И наконец пошла настоящая работа. Не звучали обвинения, замаскированные угрозы и ложь, никто не выяснял отношения. Офицеры почуяли угрозу своей власти и действовали четко, быстро, слаженно — так, как действовали во время переворота. От внимания генерала не укрылся факт, что практически все присутствующие неплохо ориентировались в происходящем на «Локи». У кого-то там были знакомые, коллеги, деловые партнеры или хотя бы платные информаторы. И, конечно, они во время рабочей вахты находили возможность попользоваться дальней связью, или устройствами ЗАС, или сетью военных маяков — этак запросто, по-дружески. Абсолютно закрытыми, защищенными системами связи. Из чего следовало, что бардак на «Локи» — родной, российский, и никакие бунтовщики изменить его не в силах.
Что еще отметил генерал — все сведения с «Локи» оказались немного устаревшими. Как будто кто-то перед операцией выключил всю связь. Или перестрелял связистов. А вот это уже — признак железной, непререкаемой дисциплины!
Забавно, но офицеры данный факт не заметили. И генерал понял, почему.
Им не требовалось.
Офицеры интересовались только властью.
И разбирались только в ней.
— Если не уйдут с Клондайка, Штерн их порвет! — уверенно сказал начальник генштаба. — Я его знаю. Значит, они уйдут немедленно. Куда? Кто у нас по разведке?
— Они из «черной бороды» вывалились, — тут же сообщил разведчик. — Туда и вернутся. Больше им некуда. Сейчас Седьмой флот от америкосов развернется, и в европейском секторе им не жить, загоняют насмерть. И у нас их тоже сразу, без суда… Так что только в «черную бороду».
— Ну и пусть сидят, пока не подохнут, там же ничего нет… — сказал кто-то неуверенно, но на него накинулись все, и продолжения не последовало.
Генерал насмешливо посмотрел со стороны, как оперативно сколачивается боеспособное соединение, мгновенно решаются вопросы комплектования и снабжения — и подтянул к себе доклад аналитиков. Пора показывать, кто в доме хозяин, а то начальник финансового управления как-то подозрительно быстро взял руководящую функцию в свои пухлые пальцы.

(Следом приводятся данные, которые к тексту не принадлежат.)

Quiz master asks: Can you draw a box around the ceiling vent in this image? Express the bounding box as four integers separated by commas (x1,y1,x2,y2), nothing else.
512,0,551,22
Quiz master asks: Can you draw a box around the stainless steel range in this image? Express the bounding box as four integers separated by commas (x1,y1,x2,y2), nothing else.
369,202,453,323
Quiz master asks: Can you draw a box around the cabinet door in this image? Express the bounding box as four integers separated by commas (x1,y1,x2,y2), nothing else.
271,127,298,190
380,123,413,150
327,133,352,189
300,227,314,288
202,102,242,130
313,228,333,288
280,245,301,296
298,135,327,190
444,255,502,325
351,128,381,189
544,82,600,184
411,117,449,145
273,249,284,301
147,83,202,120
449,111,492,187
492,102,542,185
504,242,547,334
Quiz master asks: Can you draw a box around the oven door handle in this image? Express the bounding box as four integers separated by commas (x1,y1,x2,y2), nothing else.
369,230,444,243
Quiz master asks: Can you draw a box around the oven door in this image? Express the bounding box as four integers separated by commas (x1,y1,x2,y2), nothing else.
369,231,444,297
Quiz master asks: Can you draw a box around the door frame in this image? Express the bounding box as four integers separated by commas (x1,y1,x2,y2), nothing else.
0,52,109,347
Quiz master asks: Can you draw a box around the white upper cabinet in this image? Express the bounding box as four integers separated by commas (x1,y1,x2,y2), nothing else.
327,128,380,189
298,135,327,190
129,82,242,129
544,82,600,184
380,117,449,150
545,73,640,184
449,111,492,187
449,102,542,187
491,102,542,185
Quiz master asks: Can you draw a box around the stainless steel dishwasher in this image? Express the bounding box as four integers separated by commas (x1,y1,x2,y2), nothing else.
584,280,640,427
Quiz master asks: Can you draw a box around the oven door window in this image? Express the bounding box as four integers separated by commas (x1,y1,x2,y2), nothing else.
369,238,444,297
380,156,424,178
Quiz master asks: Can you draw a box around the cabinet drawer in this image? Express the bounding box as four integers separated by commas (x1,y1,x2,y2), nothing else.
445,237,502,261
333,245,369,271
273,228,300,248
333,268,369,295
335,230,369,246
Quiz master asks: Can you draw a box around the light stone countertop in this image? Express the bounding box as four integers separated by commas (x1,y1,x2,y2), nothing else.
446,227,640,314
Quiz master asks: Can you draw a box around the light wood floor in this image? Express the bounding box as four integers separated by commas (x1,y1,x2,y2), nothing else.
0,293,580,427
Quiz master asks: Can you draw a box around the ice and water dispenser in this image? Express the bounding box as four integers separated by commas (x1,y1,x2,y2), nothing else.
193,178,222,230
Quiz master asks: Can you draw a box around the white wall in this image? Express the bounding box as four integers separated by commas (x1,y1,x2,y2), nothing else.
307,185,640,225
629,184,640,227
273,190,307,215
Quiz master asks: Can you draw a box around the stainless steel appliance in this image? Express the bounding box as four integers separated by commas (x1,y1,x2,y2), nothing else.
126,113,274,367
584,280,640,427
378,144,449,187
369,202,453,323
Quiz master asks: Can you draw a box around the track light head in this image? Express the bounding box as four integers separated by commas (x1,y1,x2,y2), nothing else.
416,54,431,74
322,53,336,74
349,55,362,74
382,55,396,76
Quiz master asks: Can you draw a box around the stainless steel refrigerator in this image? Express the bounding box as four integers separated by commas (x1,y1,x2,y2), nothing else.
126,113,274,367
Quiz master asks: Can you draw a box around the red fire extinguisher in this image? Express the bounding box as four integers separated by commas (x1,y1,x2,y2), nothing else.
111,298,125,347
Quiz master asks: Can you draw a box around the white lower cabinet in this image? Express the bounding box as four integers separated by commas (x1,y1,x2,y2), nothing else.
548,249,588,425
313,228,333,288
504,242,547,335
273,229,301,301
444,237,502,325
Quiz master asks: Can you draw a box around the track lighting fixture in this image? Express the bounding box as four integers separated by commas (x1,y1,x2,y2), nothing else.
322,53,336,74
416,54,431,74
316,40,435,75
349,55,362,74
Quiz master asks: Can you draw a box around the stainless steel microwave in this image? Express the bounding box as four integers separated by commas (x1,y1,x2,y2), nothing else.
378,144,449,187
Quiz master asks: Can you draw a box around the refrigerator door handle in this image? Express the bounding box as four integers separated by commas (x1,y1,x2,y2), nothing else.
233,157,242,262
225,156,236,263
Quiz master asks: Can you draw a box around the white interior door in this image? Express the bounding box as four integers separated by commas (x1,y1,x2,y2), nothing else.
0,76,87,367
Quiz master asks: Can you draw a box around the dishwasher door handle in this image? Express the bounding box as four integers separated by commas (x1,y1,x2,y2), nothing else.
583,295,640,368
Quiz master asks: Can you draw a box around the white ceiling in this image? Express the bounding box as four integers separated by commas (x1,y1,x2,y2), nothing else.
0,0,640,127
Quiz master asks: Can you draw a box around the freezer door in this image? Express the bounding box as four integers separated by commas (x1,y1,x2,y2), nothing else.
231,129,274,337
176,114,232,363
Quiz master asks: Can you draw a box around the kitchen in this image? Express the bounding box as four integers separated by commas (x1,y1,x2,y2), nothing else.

— Спланировали? — осведомился он. — Замечательно. Теперь послушайте, в чем проблема. Аналитический отдел провел исследование, и вот что выяснилось: личный состав флота находится в неустойчиво-пассивном состоянии. Как они объяснили, это означает, что любое подразделение в любой момент может перейти на сторону бунтовщиков. Без видимого проявления недовольства. Просто раз — и перейдут.
— Ерунда какая-то! — не сдержался командующий соединениями спецназ. — Вечно эти аналитики гонят пургу.
Его поддержали одобрительным гулом. Что такое пурга и как ее гнать, никто не знал, но выражение пользовалось популярностью в штабных кругах, и что оно означает на самом деле, все прекрасно представляли.
— Я же спросил, где твои рейдовики, — напомнил генерал. — А они — там. По данным информаторов, вместе с бунтовщиками брали Клондайк. Это рейдовики, с их элитным обеспечением, расширенным пансионом, огромной зарплатой. А что тогда ждать от линейных частей?
— Я давно говорил, что большая зарплата — зло! — проворчал начальник по финансам. — Исполнитель должен быть голодным, чтоб не привередничал! Не послушали…
И толстяк глубоко задумался.
— Что, и каратели тоже?.. — заикнулся кто-то.
— Я своих без поддержки не отправлю! — решительно воспротивился командующий мобильными соединениями военной полиции, то есть, проще говоря, главный каратель. — Я один корпус потерял, хватит!
Главный каратель был из старой команды, его генерал не счел нужным менять. Каратель — он и есть каратель, при любой команде.
Что они из себя представляют, бунтовщики? — спросил главный финансист. — Почему с ними так сложно? Что-то особенное?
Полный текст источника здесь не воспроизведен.